Newborn screening guides Pompe care
By Agata Buczak
Early findings from newborn‑screened infants presented at WORLDSymposium 2026 (We’re Organizing Research on Lysosomal Diseases) underscore how biomarkers and symptom patterns emerging in the first year of life are guiding treatment decisions in Pompe disease, particularly late‑onset Pompe disease (LOPD). Alongside this, advances in high‑throughput biochemical screening highlight expanding capabilities for newborn detection across lysosomal diseases.
Priya Kishnani (Duke University, Durham, North Carolina, USA) reported newborn‑screening (NBS) data from the US Pompe Registry, evaluating clinical trajectories in infants diagnosed through NBS. Among 113 patients with LOPD, half of untreated individuals remained asymptomatic, while the remainder developed symptoms – most commonly musculoskeletal – at a median age of 7.8 months. Children who ultimately received treatment developed symptoms earlier (median onset, 5.0 months) and began therapy at an average age of 8.8 months.
Kishnani highlighted that baseline biomarker elevations (hexatetrasaccharide [Hex4] and creatine kinase) were higher in infants who later initiated treatment than in those who remained untreated. She noted that biomarker changes may have informed therapy decisions alongside clinical symptoms. Kishnani emphasized the need for structured follow‑up, stating that “this highlights the trifecta effect: early diagnosis, appropriate treatment, and the use of immune tolerance induction, irrespective of cross-reactive immunological material status.”
Complementing the clinical data, a keynote session highlighted advances in NBS technology that may support earlier detection of Pompe disease and other lysosomal disorders (LSDs). Michael H. Gelb (University of Washington, Seattle, USA) outlined a biochemical NBS platform that can detect most treatable LSDs using a single dried‑blood‑spot punch analyzed by LC‑MS/MS. He explained that multiple conditions can be measured from the same sample using consolidated assays, while conditions not captured by enzymatic or biomarker testing can be screened through a proteomic workflow based on trypsin digestion and targeted capture of disease‑specific peptides.

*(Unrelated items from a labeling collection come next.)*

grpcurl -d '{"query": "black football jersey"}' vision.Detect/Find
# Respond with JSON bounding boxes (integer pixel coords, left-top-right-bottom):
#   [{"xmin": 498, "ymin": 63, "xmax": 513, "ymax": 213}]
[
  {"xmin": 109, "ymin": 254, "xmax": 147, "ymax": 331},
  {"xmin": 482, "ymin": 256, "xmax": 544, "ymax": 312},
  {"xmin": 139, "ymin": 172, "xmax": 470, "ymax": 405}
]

Gelb also discussed the use of computational protein design and machine‑learning–derived peptide binders to support high‑throughput peptide capture, and the study authors note in the abstract that the platform “could be used as a first‑tier newborn screen or as a second‑tier test following whole‑genome‑sequencing‑based screening.”
Together, the findings from WORLDSymposium 2026 reinforce the importance of early detection and biomarker-guided assessment in shaping monitoring and treatment decisions for NBS-identified infants with Pompe disease.